このとき、裁判所書記官が、当該相続放棄の申述に関して対応します。ここで、当該相続放棄の申述について、人違いがないか、記載内容が正確か等について間違いがないか確認がされます。記載事項について質問される場合が有ります。分からないなら分からないと答えても問題ないことが多いでしょう(*免許証等の身分証明書が必要)。

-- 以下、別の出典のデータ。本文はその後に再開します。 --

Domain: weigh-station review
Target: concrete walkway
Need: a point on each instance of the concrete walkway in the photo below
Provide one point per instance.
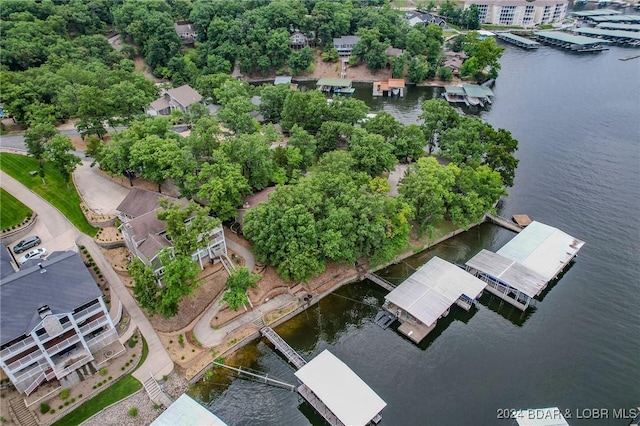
(158, 362)
(210, 337)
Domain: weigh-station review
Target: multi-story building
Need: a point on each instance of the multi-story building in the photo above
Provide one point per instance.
(520, 13)
(54, 323)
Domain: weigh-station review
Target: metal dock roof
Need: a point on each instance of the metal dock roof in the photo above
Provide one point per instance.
(542, 248)
(599, 12)
(618, 26)
(569, 38)
(517, 39)
(433, 288)
(348, 397)
(631, 35)
(616, 18)
(508, 271)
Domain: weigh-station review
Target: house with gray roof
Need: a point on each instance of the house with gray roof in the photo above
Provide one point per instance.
(179, 98)
(54, 324)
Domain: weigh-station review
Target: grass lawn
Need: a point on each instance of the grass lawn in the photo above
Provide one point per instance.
(56, 191)
(120, 389)
(13, 211)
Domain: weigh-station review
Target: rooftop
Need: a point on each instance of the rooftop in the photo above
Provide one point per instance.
(542, 248)
(340, 389)
(433, 288)
(63, 283)
(185, 411)
(508, 271)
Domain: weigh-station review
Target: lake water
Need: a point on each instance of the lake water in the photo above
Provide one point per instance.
(577, 118)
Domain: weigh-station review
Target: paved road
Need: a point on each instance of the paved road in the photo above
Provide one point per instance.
(158, 362)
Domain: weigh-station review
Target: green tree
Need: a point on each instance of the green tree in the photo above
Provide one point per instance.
(58, 153)
(240, 280)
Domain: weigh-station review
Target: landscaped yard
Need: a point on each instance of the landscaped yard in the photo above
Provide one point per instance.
(119, 390)
(13, 211)
(55, 190)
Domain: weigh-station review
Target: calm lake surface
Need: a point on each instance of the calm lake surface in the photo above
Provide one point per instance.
(577, 120)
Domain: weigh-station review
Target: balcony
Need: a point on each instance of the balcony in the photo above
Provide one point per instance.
(16, 348)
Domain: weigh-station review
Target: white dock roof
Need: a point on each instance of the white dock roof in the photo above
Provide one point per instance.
(541, 417)
(508, 271)
(542, 248)
(185, 411)
(352, 401)
(433, 288)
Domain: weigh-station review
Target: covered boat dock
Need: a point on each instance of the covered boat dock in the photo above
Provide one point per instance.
(339, 394)
(629, 38)
(572, 42)
(518, 41)
(335, 85)
(428, 294)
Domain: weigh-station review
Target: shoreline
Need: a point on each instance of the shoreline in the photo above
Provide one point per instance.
(351, 279)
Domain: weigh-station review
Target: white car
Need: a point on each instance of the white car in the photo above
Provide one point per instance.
(33, 254)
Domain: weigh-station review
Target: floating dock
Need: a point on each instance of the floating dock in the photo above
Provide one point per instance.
(522, 268)
(518, 41)
(428, 294)
(574, 43)
(628, 38)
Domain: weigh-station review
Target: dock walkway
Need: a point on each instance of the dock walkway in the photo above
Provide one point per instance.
(292, 356)
(505, 223)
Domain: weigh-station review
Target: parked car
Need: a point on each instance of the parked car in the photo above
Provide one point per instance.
(33, 254)
(26, 244)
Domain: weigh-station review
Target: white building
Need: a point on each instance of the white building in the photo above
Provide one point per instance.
(520, 13)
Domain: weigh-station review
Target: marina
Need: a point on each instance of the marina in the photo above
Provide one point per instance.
(574, 43)
(518, 41)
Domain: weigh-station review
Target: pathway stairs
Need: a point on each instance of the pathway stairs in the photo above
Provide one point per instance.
(505, 223)
(22, 415)
(292, 356)
(155, 392)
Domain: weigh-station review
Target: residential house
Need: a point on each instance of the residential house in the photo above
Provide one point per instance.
(179, 98)
(520, 13)
(186, 31)
(146, 236)
(344, 45)
(423, 18)
(54, 324)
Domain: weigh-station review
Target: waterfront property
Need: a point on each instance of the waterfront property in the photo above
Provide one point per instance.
(469, 94)
(522, 268)
(428, 294)
(335, 85)
(629, 38)
(391, 87)
(571, 42)
(185, 411)
(54, 324)
(551, 416)
(339, 394)
(520, 13)
(518, 41)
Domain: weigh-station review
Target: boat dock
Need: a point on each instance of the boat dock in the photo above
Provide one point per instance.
(628, 38)
(574, 43)
(292, 356)
(518, 41)
(505, 223)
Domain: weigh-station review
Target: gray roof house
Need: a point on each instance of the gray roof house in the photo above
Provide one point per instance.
(53, 322)
(179, 98)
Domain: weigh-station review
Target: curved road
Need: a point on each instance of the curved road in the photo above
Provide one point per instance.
(158, 361)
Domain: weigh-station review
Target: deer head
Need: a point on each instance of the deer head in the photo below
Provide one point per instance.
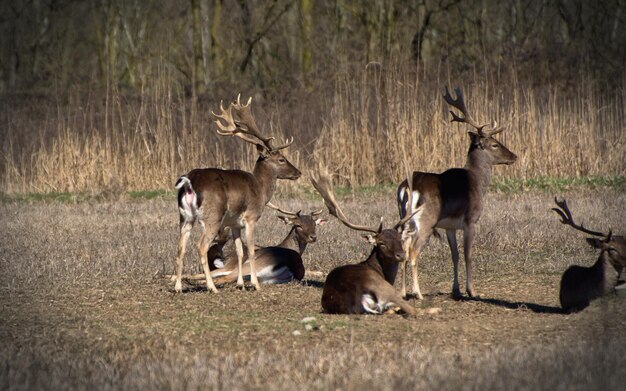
(304, 225)
(612, 246)
(237, 120)
(481, 138)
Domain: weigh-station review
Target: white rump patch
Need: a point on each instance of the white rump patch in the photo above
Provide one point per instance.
(188, 207)
(373, 306)
(270, 275)
(403, 203)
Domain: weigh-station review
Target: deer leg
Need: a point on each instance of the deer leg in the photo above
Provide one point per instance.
(416, 250)
(454, 249)
(209, 233)
(185, 231)
(468, 239)
(407, 244)
(239, 251)
(250, 242)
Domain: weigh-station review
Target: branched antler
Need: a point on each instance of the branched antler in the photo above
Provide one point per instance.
(459, 103)
(241, 124)
(567, 219)
(323, 185)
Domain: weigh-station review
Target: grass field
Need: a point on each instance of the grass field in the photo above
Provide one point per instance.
(85, 305)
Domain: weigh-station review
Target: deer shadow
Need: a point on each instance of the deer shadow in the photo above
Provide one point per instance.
(515, 305)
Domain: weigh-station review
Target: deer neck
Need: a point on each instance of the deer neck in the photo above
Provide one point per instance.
(291, 242)
(387, 270)
(480, 167)
(266, 180)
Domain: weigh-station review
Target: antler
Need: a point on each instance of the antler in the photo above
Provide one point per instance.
(290, 213)
(324, 186)
(243, 124)
(286, 212)
(567, 219)
(459, 103)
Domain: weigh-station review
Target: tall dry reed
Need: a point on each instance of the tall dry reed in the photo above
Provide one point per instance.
(381, 118)
(372, 120)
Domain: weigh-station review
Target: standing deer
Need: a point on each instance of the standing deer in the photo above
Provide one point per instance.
(282, 263)
(452, 200)
(366, 287)
(230, 198)
(580, 285)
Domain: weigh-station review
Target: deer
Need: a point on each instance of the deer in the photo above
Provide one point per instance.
(219, 198)
(580, 285)
(452, 200)
(281, 263)
(366, 287)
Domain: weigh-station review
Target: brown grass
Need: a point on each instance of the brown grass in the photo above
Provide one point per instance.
(367, 122)
(84, 306)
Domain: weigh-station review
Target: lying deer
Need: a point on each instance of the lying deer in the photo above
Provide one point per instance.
(282, 263)
(366, 287)
(230, 198)
(579, 284)
(454, 199)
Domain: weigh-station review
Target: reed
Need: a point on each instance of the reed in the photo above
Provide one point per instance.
(371, 120)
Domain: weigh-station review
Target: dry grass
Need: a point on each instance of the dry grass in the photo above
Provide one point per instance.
(363, 126)
(83, 306)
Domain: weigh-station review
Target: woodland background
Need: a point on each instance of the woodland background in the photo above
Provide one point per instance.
(116, 95)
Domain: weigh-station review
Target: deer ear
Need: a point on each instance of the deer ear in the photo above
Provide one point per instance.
(475, 138)
(595, 243)
(371, 239)
(284, 219)
(263, 151)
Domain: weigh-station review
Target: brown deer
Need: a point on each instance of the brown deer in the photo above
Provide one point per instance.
(453, 199)
(219, 198)
(282, 263)
(366, 287)
(580, 285)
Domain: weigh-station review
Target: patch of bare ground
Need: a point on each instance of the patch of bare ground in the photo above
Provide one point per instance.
(84, 304)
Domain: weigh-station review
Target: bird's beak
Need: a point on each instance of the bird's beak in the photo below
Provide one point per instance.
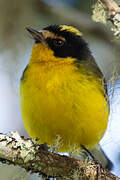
(37, 35)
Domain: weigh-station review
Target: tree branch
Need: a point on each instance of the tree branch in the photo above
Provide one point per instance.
(32, 156)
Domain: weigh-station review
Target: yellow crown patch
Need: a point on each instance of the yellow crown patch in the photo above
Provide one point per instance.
(71, 29)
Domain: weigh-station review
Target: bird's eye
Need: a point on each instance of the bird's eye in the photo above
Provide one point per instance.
(58, 42)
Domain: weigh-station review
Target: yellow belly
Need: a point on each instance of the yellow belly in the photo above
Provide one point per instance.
(62, 101)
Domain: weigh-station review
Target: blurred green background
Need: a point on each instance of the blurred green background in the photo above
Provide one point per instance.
(15, 49)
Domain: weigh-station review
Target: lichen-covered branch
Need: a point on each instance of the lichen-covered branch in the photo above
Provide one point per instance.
(32, 156)
(108, 10)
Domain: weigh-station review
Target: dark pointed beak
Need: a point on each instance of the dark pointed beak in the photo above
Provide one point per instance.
(37, 35)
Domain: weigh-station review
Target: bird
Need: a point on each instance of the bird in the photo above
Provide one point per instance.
(63, 91)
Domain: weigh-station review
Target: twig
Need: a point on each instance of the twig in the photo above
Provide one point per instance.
(31, 156)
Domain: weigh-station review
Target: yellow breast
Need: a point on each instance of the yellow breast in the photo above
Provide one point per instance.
(57, 99)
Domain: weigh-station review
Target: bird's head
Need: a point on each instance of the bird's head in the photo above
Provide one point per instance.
(59, 43)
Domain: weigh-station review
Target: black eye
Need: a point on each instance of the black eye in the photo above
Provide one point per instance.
(58, 42)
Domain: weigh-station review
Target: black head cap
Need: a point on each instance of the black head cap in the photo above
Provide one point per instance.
(74, 46)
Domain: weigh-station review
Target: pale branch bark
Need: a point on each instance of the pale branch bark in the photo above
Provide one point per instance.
(33, 157)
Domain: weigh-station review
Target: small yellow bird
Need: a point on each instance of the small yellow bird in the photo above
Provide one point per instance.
(62, 90)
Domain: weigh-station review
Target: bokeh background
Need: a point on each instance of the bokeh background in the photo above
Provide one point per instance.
(15, 49)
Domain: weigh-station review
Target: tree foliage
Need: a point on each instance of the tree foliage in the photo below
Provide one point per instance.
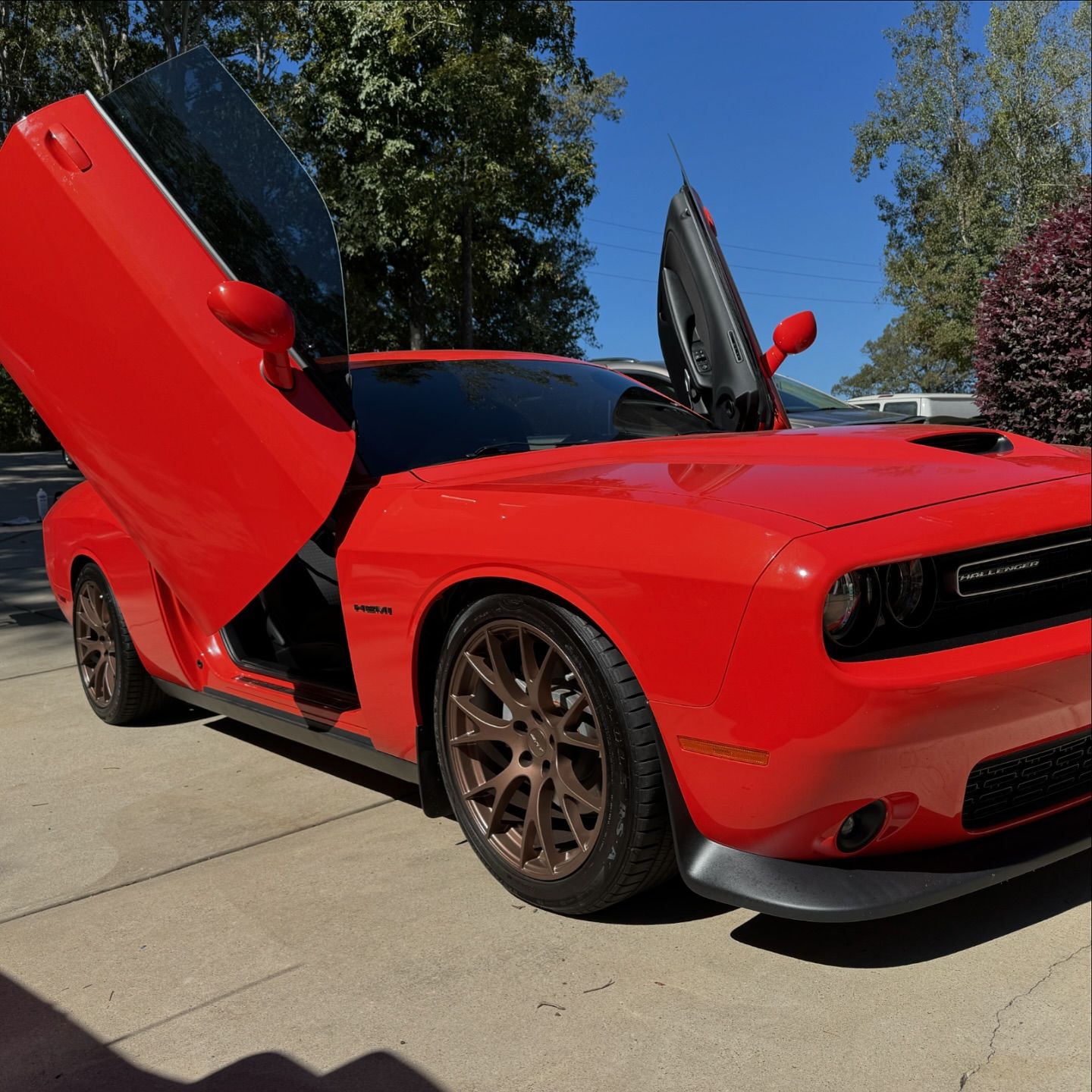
(980, 148)
(453, 140)
(1033, 350)
(456, 144)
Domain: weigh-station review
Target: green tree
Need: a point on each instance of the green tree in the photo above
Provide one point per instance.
(895, 362)
(454, 143)
(980, 146)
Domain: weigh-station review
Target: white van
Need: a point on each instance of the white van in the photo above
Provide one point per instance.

ここで、申述書の記載が、『正確に楷書で記載されているか』を慎重にチェックされます。『点画』にとどまらず、インクのカスレやハネ・トメなどまでチェックされます。以上の手続が終われば、前記所要時間が経過するまで待って、書記官より相続放棄の申述の受理の原本の交付と、証明書の発行申請手続を行います。証明書については、後日、各相続人に郵送で交付されます(必要な郵便切手を貼り、封筒に住所を記載する。)。両者は大切に保管し、証明書のコピー等で、被相続人の債権者等から問合せがあった場合などに提示するなどして対応します。
*印鑑(認印)と身分証明書を持参
7.さいごに
ひとが亡くなると、悲しみや喪失感などで何も手につかないことが往々にしてあるでしょう。しかしながら、亡くなった人に関わる法的な手続を執る必要性が一気に吹き出してきます。一般的には、葬儀屋さんと相談して、所定の費用を支払えばすべて『おまかせ』で諸々の手続きを終えることが出来ます。ただし、相続放棄等の問題は、最後は自らの意思に関わることですし、債権者にとどまらず親族等の利害に関わる難しい手続とも言えます。さらに、想定していなかった問題が既に生じていたり、葬儀費用諸々の出費がかさみます。その費用の支出が難しいご遺族もおられることでしょう。自分で相続放棄等の手続きをおこなうかどうかはさておくとしても、その手続きを事前に理解しておけば、安心材料のひとつになると思います。そういった人たちの少しでも役に立てばと上記内容を記載した次第です。